A core focus of the MCT approach is what the therapy’s developers call the cognitive attentional syndrome (CAS), consisting of persistent rumination, threat monitoring, and ineffective coping. With depression, a key component can include repeated analysis of negative feelings and past failures, the authors note.

Depression is understood as an extension of low mood resulting from a problem of overthinking (eg, worry and rumination) and withdrawal of active coping. (eg, social withdrawal and reduction in activity),” they write.

Specific strategies of MCT to tackle symptoms of CAS include verbal reattribution and behavioral experiments, such as an attention training technique, detached mindfulness, and postponement of rumination.

“The CAS is driven by metacognitions, both positive: ‘To ruminate about my problems can help me find a solution,’ and negative: ‘My rumination is uncontrollable’,” Dr Hagen said.

“In therapy, we try to help the patient to see that rumination is not uncontrollable and that there are no benefits in using rumination to self-regulate.”

Another recent study that compared MCT with CBT showed interesting differences in some cognitive functions, but not mood. For that study, 48 patients with depression were randomly assigned to receive 12 weeks of treatment with either MCT or CBT.

After the 12 weeks, those in the MCT group demonstrated significantly greater improvements in executive functioning, including spatial working memory and attention tasks, compared to the CBT group.
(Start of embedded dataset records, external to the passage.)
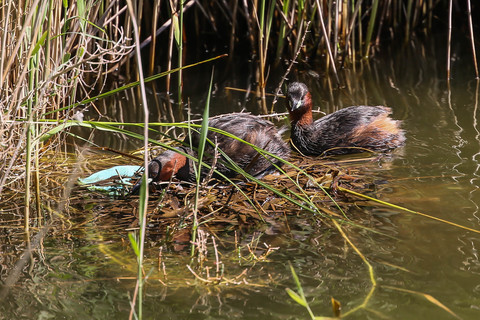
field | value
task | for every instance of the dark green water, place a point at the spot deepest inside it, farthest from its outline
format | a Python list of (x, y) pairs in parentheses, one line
[(83, 275)]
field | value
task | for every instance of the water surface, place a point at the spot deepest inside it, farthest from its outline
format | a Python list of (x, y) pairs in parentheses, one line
[(89, 271)]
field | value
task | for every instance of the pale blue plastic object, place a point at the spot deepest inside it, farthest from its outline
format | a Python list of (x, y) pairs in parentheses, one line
[(117, 171)]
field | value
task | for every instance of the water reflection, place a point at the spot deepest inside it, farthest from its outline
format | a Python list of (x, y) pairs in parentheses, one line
[(437, 173)]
Importantly, an earlier randomized study conducted by Dr Jordan and her colleagues showed no difference between CBT and MCT in terms of depression scores.

“It was noteworthy that MCT delivered by our team was no less effective than CBT, given the extent of training that we had in MCT was far less than our training and experience with CBT, which is the core training model in clinical psychology training in New Zealand,” said Dr Jordan.

She added, however, that an important limitation of some MCT research, including the current study, is that the treatment was administered by experts who developed the therapy or who are working directly with the developers.

“The effect sizes in the studies published by the core MCT researchers with Adrian Wells are incredibly large,” Dr Jordan said.

“This speaks to the promise of MCT when administered by those with a high degree of training and supervision by the originator(s).

“However, there is an allegiance literature that suggests that it can be difficult to achieve similar levels of effectiveness as the therapies are disseminated. Thus, there is a need for further independent research.”

One Size Doesn’t Fit All
Philip Muskin, MD, professor of clinical psychiatry at Columbia University Center for Psychoanalytic Training and Research, in New York City, agreed that the findings are encouraging but that larger studies are needed.

“It’s a small study with a robust finding, and it’s an interesting approach because it goes beyond the process of thinking with CBT,” he told Medscape Medical News.

“MCT appears to be unique in delving more into how one’s mind is working – asking not, ‘Where did this come from in your childhood?’ but, ‘How is your mind working to process it and how is that affecting you?’ “

He noted that the approach of addressing rumination in depression is important.

“We know that people who are depressed do ruminate about negative things. Patients will tell you that at night they have racing thoughts, which makes you think they may be bipolar, but they’re not – they’re just lying in bed and going over the whole day and all of the things they think they did poorly.”

Because some patients experience such symptoms more than others, the proposal of an alternative to CBT for patients who do not respond to that approach could be highly useful, Dr Muskin added.

“The reality is there are patients who either don’t want to take antidepressant medications or don’t respond well to certain psychotherapies, so we want as many treatments as we can.

“Everyone is different, and you want to have choices of a treatment that is best – one size doesn’t fit all.”